The Nagas

Hill Peoples of Northeast India

Project Introduction The Naga Database

manuscript - Christoph von Furer-Haimendorf, Naga diary four

caption: shaman's healing, were tiger
medium: diaries
ethnicgroup: Konyak
location: Wakching
date: 8.2.1937
production:
person: Furer-Haimendorf
date: 12.2.1937-31.3.1937
note: translated from german by Dr Ruth Barnes
acquirer:
person: School of Oriental and African Studies Library, London
seealso: notebook 10,p.93
text: Wakching 8/2/1937
text: As Vieyera is doing injections today in Wakching and needs all gaonburas there was not much to do in the morning.

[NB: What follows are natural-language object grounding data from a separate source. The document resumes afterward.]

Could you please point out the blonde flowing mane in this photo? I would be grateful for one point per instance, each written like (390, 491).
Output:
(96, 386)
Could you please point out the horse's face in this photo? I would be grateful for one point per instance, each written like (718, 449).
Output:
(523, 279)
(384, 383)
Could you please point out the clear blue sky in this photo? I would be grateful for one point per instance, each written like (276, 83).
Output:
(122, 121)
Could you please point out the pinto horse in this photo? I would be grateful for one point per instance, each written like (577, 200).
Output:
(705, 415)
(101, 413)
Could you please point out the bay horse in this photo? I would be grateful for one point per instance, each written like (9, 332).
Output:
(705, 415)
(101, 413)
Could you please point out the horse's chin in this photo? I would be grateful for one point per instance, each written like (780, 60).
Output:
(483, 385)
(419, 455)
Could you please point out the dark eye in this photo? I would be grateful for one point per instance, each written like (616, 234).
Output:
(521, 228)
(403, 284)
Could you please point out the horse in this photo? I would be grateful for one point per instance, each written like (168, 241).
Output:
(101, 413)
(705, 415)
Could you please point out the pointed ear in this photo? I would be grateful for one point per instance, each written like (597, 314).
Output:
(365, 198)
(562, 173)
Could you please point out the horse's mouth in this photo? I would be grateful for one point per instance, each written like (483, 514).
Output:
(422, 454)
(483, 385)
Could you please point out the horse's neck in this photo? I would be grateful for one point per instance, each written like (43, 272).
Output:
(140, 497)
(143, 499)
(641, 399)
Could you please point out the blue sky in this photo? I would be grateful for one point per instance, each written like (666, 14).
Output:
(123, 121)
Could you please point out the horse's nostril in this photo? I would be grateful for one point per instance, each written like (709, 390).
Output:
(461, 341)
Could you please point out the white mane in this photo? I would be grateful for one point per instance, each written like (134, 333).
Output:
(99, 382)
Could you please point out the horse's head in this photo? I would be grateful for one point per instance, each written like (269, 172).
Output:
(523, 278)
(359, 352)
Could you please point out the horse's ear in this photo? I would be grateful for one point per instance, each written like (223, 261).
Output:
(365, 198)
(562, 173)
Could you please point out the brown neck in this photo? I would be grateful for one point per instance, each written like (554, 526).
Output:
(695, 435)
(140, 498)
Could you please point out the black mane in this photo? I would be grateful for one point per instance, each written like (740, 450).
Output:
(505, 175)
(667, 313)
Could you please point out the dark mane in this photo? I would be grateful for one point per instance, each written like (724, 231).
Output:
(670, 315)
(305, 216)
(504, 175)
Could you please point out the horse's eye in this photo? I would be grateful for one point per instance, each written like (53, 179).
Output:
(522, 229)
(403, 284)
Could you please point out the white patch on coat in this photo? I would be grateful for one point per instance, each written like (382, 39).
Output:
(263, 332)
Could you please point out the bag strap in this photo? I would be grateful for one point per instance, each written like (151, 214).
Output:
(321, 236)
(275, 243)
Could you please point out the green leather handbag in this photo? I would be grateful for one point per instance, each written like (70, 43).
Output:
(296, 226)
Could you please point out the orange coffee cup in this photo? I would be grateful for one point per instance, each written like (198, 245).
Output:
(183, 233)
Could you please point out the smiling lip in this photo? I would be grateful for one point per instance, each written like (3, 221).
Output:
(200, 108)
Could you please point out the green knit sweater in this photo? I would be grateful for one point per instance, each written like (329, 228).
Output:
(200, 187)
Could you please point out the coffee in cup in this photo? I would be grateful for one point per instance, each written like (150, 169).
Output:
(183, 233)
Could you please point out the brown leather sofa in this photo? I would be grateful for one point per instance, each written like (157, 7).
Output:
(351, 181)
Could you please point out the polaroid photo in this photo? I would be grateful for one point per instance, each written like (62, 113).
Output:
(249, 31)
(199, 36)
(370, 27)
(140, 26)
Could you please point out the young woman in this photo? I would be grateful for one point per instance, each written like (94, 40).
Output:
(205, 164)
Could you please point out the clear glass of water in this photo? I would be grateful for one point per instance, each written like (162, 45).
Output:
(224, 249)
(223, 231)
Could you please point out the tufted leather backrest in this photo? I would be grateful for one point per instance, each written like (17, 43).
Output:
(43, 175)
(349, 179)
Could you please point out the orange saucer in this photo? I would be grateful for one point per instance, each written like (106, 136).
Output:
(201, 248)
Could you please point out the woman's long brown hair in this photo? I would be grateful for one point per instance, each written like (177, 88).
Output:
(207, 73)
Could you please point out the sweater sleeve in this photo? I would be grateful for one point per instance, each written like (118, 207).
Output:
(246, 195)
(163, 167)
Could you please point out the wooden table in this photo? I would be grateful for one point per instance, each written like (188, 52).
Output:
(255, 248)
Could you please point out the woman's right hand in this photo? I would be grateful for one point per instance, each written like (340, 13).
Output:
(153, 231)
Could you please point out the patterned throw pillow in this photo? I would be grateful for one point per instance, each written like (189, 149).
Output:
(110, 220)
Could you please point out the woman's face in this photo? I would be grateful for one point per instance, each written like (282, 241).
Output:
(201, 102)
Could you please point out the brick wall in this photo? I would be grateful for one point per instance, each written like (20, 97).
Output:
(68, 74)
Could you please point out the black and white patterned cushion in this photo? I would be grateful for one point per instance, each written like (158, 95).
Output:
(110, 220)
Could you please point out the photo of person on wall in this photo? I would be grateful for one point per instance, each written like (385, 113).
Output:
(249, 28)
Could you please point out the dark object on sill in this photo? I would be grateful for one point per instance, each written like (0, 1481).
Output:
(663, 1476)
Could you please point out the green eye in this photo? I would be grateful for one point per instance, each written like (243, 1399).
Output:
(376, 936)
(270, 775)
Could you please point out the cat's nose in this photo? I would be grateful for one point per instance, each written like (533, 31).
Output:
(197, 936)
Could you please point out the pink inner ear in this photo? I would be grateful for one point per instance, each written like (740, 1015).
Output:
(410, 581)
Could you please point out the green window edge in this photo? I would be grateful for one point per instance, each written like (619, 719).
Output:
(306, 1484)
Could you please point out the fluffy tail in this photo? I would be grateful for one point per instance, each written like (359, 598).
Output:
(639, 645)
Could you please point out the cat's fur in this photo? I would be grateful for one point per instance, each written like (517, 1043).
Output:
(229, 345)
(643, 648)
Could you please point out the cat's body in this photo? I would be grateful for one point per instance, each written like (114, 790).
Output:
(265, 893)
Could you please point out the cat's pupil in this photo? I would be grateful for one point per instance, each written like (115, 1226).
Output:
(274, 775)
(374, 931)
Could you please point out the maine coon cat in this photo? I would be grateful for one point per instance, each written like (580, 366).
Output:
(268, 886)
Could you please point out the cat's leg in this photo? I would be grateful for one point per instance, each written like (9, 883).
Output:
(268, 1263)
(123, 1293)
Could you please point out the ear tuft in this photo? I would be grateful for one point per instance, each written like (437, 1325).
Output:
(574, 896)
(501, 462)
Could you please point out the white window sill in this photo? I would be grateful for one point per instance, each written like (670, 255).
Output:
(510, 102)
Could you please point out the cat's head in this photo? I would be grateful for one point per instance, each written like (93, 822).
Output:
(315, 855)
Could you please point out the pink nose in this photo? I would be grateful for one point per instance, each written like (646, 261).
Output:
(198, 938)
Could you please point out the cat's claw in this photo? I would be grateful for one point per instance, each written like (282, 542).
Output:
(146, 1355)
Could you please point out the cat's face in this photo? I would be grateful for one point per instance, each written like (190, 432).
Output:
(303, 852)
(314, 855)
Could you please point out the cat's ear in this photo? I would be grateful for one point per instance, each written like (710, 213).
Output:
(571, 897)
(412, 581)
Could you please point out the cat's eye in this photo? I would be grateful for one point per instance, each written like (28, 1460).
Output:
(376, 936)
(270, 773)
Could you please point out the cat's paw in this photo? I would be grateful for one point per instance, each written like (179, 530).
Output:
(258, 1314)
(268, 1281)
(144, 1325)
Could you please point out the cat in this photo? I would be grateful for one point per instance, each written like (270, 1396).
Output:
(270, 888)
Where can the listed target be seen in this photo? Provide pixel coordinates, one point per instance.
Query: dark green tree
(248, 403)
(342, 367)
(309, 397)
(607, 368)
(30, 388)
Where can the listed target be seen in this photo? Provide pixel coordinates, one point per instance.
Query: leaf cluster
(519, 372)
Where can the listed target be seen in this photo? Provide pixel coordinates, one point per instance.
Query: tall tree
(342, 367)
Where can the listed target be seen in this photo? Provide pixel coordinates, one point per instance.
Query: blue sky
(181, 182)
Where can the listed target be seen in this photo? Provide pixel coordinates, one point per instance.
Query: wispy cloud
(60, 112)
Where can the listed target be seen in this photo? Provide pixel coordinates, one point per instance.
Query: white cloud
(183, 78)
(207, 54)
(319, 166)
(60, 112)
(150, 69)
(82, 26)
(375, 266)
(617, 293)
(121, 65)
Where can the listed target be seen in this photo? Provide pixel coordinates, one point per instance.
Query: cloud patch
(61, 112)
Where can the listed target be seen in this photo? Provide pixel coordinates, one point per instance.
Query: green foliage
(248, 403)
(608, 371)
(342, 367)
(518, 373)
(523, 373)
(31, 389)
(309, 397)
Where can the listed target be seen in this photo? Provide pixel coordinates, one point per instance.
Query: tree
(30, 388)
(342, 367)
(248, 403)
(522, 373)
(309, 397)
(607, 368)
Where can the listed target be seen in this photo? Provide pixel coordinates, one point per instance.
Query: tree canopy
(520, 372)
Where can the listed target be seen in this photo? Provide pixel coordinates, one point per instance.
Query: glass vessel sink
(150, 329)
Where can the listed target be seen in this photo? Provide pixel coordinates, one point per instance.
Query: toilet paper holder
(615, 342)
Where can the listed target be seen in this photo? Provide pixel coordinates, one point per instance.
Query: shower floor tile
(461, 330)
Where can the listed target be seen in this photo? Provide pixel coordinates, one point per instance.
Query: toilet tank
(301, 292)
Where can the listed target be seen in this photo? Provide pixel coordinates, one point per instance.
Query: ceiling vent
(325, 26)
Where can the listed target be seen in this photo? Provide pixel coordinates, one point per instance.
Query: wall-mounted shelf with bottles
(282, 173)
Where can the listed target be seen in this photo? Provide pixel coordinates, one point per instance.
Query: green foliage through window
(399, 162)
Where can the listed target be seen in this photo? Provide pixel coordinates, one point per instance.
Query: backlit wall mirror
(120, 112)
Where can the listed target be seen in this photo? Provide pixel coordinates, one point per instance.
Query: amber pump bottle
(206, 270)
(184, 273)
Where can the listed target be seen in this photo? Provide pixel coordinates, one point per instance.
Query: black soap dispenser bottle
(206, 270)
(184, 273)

Instead I had a not uninteresting conversation with Shopong, the gaonbura of Tanhai, who once again had come for opium. He is a famous shaman and were-tiger, and now told me what he does when he's called in to cure a sick person.
text: First the relatives give him some cooked rice. This he spreads out in his own house and then goes to bed. In the dream he will have, Hayang tells him whether the sick person can be cured or whether he will die. In the former case he also tells him where the pig for the sacrifice has to be killed, (148) on the threshold, at the main post or in a corner of the sick person's house. In the latter case of death, Shopong declares that there is nothing further he can do and gives up all endeavours.
text: If however Hayang gives him hope for the sick person's cure he goes into his house the next day and first of all strokes his whole body with "lai-mei" leaves and says "Hayang, cure him, cure him". Then he kills the pig in the correct place and says "Hayang, eat, drive out the sickness, cure him". Then the pig is singed whereupon Shopong divides it, cuts off small pieces of the feet and of the heart and liver and mixes these with salt, ginger and sticky rice. (For himself he keeps a leg and parts of the belly). This mixture he then spreads around in the house and says "Hayang, eat, drive out, cure". Then he sits down to a meal with the relatives of the sick man and also receives one to three rupees for his services. (Notebook 10 p. 93).